Stems of fresh green peppercorns resemble clusters of miniature green grapes. Peppercorns are mostly dried to produce the green, white and black versions we put into pepper grinders (their colouring depends on how they're processed). While dried pepper is more useful, fresh peppercorns have a sharp, bright taste that's less hot. The flavour is still intense, however, but you could, if you were so inclined, munch on a whole fresh peppercorn without your throat going into convulsions.

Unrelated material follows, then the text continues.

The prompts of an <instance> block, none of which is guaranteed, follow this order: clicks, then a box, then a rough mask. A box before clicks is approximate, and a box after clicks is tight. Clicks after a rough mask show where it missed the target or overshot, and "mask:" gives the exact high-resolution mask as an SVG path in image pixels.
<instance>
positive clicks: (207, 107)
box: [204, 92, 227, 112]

Fresh peppercorns are fairly easy to find in Hong Kong because they're used in some Southeast Asian cuisines. Upmarket shops such as Great and City'super carry them and you can usually find them in the Thai grocery shops in Wan Chai (around the wet market near Johnston Road) and Kowloon City.

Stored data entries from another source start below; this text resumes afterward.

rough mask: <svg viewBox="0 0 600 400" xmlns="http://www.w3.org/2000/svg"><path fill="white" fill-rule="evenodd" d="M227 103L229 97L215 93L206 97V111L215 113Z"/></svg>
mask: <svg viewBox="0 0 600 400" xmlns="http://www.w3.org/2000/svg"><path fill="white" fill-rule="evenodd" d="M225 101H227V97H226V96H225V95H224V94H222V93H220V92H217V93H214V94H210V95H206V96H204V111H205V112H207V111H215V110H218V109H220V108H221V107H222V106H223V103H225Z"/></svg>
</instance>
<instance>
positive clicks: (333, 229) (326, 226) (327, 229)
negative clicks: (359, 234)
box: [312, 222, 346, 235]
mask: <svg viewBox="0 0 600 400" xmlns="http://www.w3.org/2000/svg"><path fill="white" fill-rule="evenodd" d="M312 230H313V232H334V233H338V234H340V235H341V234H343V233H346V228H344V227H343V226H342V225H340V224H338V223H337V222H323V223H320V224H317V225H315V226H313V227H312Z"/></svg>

Fresh green peppercorns are used to flavour food in the same way as herbs such as bay leaves and lemongrass stalks are - it isn't necessary to bite into one to recognise its presence in a dish. In Thailand, they're added whole to curries, stews and soups. They can inject heat into a dish of stir-fried beef.
Thinly slice some beef and cook it with a little oil in a hot wok. Add sliced onion, small clusters of fresh green peppercorns and chopped garlic. Season with fish sauce, soy sauce and a sprinkling of sugar, then stir-fry the mixture quickly so the meat doesn't get overcooked and the onion retains a crisp bite. Just before removing the pan from the heat, add fresh Thai basil leaves and stir until they wilt.
A few months ago, I tasted fresh green peppercorns unexpectedly at a Chinese crab restaurant in Wan Chai. The crab had been chopped into large pieces that were deep fried to partially cook them. It was put into a clay pot with sliced onion, fresh green peppercorns and ground black pepper, then braised with a small amount of liquid. Just before serving, the sauce was enriched with butter - another ingredient unusual in Chinese cooking.